Elsewhere, put “Anora” on your watch list. Haven’t heard of it? Neither had I – or so I thought, until I realized I’ve seen the trailer before every movie Denver Film has screened for seemingly for the past 32 years. This is the one about a young Brooklyn sex worker who meets and impulsively marries the party-boy son of a Russian billionaire, setting off a “Romeo and Juliet”-worthy parental chase to annul the marriage. It is No. 2 in the best-picture chase, and Mikey Madison (perhaps you saw her in the FX comedy series “Better Things”?) is presently the favorite to win for best actress.
That would be a bummer for me because my heart, blood and guts are all-in for Demi Moore’s audacious, brave (insert all the adjectives here) performance in “The Substance.” That’s a dystopian, cautionary tale that imagines a near-future where you can generate a younger, more beautiful you with a single shot. (What could go wrong?) I called the film part “Severance,” part “King Kong,” part “The Picture of Dorian Gray,” part “Faust,” part … you get the idea. All making for a completely original film unlike anything you’ve seen before. It’s beautiful. Gross. Unflinching. Disturbing. Neither feminist nor misogynistic. (A little of both.) A brutal treatise on self-hatred and condemnation of disposable Hollywood.
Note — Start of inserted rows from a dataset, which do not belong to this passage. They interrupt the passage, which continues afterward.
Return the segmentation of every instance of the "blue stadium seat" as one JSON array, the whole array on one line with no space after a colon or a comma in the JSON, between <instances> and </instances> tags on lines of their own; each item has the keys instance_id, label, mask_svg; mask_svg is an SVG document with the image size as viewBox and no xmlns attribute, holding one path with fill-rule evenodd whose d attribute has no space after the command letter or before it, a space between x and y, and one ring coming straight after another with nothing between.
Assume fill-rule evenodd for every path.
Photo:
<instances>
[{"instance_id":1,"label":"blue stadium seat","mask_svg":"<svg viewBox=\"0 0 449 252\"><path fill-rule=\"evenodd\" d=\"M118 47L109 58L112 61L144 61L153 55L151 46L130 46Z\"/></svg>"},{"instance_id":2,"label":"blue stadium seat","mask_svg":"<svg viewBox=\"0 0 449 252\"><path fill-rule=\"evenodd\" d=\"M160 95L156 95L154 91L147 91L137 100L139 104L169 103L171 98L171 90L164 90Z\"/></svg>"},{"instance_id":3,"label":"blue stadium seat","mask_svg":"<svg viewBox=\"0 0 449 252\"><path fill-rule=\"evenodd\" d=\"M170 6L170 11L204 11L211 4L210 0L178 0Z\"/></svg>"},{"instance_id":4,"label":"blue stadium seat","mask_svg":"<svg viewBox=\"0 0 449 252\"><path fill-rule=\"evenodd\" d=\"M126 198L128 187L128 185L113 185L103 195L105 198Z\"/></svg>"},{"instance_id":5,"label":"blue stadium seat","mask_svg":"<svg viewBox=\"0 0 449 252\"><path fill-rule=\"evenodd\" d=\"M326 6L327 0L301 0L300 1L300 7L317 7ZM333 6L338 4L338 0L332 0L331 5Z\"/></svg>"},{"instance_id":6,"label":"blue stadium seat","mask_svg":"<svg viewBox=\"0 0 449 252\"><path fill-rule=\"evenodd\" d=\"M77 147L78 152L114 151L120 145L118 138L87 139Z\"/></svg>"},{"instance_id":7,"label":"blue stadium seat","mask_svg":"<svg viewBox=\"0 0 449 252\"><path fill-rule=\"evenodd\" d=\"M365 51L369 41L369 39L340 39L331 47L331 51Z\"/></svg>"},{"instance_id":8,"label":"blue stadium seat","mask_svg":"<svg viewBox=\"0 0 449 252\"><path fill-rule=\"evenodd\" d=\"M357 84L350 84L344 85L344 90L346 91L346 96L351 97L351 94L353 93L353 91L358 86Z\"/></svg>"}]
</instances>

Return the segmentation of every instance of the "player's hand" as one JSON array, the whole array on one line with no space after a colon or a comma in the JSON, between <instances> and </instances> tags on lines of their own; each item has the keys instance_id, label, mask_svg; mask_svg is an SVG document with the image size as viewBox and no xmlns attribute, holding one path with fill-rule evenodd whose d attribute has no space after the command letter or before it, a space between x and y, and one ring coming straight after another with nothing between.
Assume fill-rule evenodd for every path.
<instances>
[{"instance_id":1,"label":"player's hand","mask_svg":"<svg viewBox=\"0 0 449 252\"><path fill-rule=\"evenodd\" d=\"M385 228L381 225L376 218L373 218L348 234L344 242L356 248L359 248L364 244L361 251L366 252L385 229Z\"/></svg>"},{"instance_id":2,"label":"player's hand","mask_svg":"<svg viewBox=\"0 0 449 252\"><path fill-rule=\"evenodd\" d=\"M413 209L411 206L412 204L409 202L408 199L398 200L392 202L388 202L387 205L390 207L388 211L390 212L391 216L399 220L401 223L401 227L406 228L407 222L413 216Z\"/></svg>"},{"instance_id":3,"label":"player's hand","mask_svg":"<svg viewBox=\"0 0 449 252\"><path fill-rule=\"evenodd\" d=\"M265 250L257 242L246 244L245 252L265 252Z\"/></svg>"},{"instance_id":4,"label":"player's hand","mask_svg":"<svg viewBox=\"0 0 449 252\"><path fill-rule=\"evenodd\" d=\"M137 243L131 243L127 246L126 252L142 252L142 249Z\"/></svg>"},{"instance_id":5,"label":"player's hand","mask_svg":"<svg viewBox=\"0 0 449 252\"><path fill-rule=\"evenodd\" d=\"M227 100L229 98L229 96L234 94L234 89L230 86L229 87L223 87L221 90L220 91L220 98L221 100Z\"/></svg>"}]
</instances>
But, above all: Demi Moore is astonishing. Badass. Fearless. Horrifying. Incredible. I hated it. I loved it. I hated it. Give her the Oscar.
Also essential on your watch list should be “Emilia Pérez,” because everyone is calling Zoe Saldaña the frontrunner for supporting actress. The film is described as a genre-defying fever dream that follows the journeys of four women in Mexico, each pursuing their own happiness. Saldaña plays an unappreciated lawyer stuck in a dead-end job who is enlisted by a fearsome cartel leader (Karla Sofía Gascón) to help fake her death.
As for supporting actor, you should take in “A Real Pain” to catch Kieran Culkin in Jesse Eisenberg’s comedy about feuding cousins who reunite for a tour through Poland to honor their grandmother. Culkin is sitting pretty atop that Oscars leaderboard.
That’s 10. And while I may be the only person in the world who has yet to see “Wicked” (hey, I’ve been busy), you and I should probably both get off our broomsticks and see it already. Part 1 will be among the (up to) 10 best-picture nominees. It will almost certainly win for costume design and production design, and it should land at least nominations for Cynthia Erivo (lead actress), Ariana Grande (supporting actress), makeup and hairstyling, score and visual effects.
As for best picture: Gold Derby’s top 5, in order, going into next week’s nominations are “The Brutalist,” “Anora,” “Conclave,” “Emilia Pérez” and “Wicked,” followed by “Dune: Part Two,” “A Complete Unknown,” “The Substance,” “A Real Pain” and “Sing Sing.”
And here’s hoping for a little nomination love for Edward Norton, who uncannily played banjo-playing Pete Seeger in “A Complete Unknown” – but only after Benedict Cumberbatch dropped from the project.
Wrote Kate Mossman for The New Statesman: “Edward Norton is astonishing as Seeger, who gave Dylan a lot of early breaks and is painted as something of a father figure. You feel his soul in those kind but slightly wincey, paternal-but-rather-conflicted eyes.”
After the nominations are announced Jan. 23, the Academy will conduct final voting from Feb. 11-18. ABC will then broadcast the 97th Oscars starting at 5 p.m. Sunday, March 2.